Just another product with great marketing that is underwhelming customers. I’m sure you’ve had dozens of similar experiences with examples like “New Coke” or “Blu Ray” immediately coming to mind.
But what’s the true cost of introducing an underwhelming product or service into the marketplace? Obviously a loss of revenue will occur, but what about the soft costs like lack of trust, loyalty, reputation or brand?
I often ask my strategy clients this very question and I’m curious about your business. Are you producing or delivering products or services that are underwhelming customers?
Here are some questions for you to consider in order to assess the extent to which your products or services may be underwhelming customers and you didn’t even know it:
- Does our product or service deliver exactly what our marketing promises? Can we support this?
- Are our customers willing to provide testimonials of their experiences that align with our marketing promises?

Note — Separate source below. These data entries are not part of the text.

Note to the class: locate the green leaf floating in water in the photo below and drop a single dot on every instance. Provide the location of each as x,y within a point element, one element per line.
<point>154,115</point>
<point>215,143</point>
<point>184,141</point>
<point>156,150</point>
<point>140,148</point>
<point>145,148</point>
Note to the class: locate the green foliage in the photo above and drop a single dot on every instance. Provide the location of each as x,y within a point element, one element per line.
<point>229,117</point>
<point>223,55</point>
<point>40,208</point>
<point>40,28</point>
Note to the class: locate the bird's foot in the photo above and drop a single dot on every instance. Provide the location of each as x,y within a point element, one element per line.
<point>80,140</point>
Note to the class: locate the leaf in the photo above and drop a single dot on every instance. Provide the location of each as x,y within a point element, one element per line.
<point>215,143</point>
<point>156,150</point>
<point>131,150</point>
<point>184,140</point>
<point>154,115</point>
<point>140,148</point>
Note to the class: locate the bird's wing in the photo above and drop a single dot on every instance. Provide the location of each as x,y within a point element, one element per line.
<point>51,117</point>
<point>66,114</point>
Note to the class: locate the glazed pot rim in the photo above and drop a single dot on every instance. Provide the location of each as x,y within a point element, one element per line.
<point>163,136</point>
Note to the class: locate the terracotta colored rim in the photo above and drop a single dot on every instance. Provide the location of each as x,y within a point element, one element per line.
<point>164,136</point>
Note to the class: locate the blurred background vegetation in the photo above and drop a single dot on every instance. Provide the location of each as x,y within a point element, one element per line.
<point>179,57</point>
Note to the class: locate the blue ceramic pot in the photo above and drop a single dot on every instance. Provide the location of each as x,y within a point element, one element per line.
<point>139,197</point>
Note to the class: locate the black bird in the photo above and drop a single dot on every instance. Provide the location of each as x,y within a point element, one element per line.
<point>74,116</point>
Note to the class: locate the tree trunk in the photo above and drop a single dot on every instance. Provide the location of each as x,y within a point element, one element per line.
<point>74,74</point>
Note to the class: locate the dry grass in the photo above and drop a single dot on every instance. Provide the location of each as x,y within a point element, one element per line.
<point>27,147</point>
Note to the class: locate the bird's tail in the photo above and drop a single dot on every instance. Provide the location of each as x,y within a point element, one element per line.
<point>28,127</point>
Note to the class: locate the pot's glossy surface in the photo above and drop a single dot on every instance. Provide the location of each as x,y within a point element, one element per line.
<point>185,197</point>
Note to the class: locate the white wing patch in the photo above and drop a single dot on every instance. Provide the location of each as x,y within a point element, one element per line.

- Is the demand of our products and services steadily increasing relative to our marketing investment?
- What kind of comments are being portrayed online relative to our products/services (i.e. social media)?
- Does our reputation with new prospective customers precede our presence?
The key message is this. Be absolutely sure that what you promise (aka your marketing) delivers the value customers expect. If it doesn’t the results can be catastrophic. As I often tell my clients, don’t be caught in the overwhelm of business decline simply because you underwhelmed your customers.